Durante un comune intervento di laparoscopia bilaterale destinato alla cura di un varicocele, un’équipe chirurgica in Giordania si è imbattuta in un reperto del tutto inaspettato. Nel corso dell’operazione su un giovane di 22 anni, in piena salute e privo di precedenti interventi chirurgici, i medici hanno individuato una piccola formazione ovale che si muoveva in totale libertà all’interno della cavità peritoneale. La massa era priva di legamenti e non presentava alcun vaso sanguigno a nutrirla, tanto che bastava un minimo contatto con gli strumenti da sala operatoria per farla scivolare da un punto all’altro dell’addome. La scoperta è stata preceduta solo dall’individuazione di insolite e dense aderenze presso il colon sigmoideo, che hanno richiesto un’attenta separazione prima di poter raggiungere l’area interessata.
Cos’è il “topo del peritoneo” e come si origina
Il report clinico pubblicato sull’American Journal of Case Reports dagli specialisti Jad K. Alsmadi, Anas A. Al-Bdour e Ahmad F. Abuo’waida ha chiarito la natura dell’elemento rimosso. L’esame istologico ha confermato che si trattava di un corpo libero peritoneale, familiarmente definito nel gergo medico “topo dell’addome”. Questa rara formazione nasce dalle appendici epiploiche, piccole sacche di tessuto adiposo situate lungo il colon e sostenute da un sottile peduncolo vascolare. Quando questo peduncolo subisce una torsione, l’afflusso di sangue si interrompe bruscamente e il tessuto muore per mancanza di ossigeno. Col tempo la struttura si stacca definitivamente, cadendo nella cavità addominale dove inizia un processo di trasformazione lento e continuo. Assorbendo proteine dal liquido peritoneale, il frammento va incontro a calcificazione, assumendo l’aspetto rigido e giallastro di un piccolo uovo, di dimensioni generalmente comprese tra i cinque e i venti millimetri.

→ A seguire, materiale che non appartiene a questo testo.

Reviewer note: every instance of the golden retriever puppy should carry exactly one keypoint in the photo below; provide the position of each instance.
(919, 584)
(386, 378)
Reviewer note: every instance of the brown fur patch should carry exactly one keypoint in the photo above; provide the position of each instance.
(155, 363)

Come i chirurghi hanno escluso il peggio
L’individuazione casuale di una massa addominale non prevista rischia spesso di destare il sospetto di patologie ben più gravi o maligne. Nel caso del giovane paziente, tuttavia, i medici hanno potuto ipotizzare la natura benigna della formazione già prima dell’esito di laboratorio, basandosi su quattro caratteristiche morfologiche ben precise. La superficie perfettamente liscia dell’oggetto, unita alla sua completa mobilità nel cavo addominale, all’assenza totale di vasi sanguigni visibili e a una consistenza soda ma elastica ha subito indirizzato l’équipe verso una diagnosi rassicurante, poi regolarmente confermata dalle analisi.

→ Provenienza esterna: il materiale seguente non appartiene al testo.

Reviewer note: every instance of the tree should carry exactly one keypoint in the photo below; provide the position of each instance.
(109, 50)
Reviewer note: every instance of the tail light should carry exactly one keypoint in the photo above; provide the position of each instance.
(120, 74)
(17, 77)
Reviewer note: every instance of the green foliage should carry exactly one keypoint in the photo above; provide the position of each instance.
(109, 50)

Esito dell’intervento e cautela della comunità scientifica
La formazione è stata estratta agevolmente attraverso il laparoscopio senza causare alcuna complicazione. Durante la visita di controllo effettuata a tre settimane dalla procedura, il ragazzo ha mostrato un completo recupero e la totale scomparsa dei sintomi legati al varicocele originario. Nonostante il successo del trattamento, gli stessi autori dello studio raccomandano prudenza nell’interpretare l’evento. Trattandosi della descrizione di un singolo caso clinico, la vicenda offre uno spunto di grande interesse scientifico, ma non permette di stabilire con certezza quanto sia diffusa la presenza incontrata di questi corpi liberi tra i giovani in buona salute.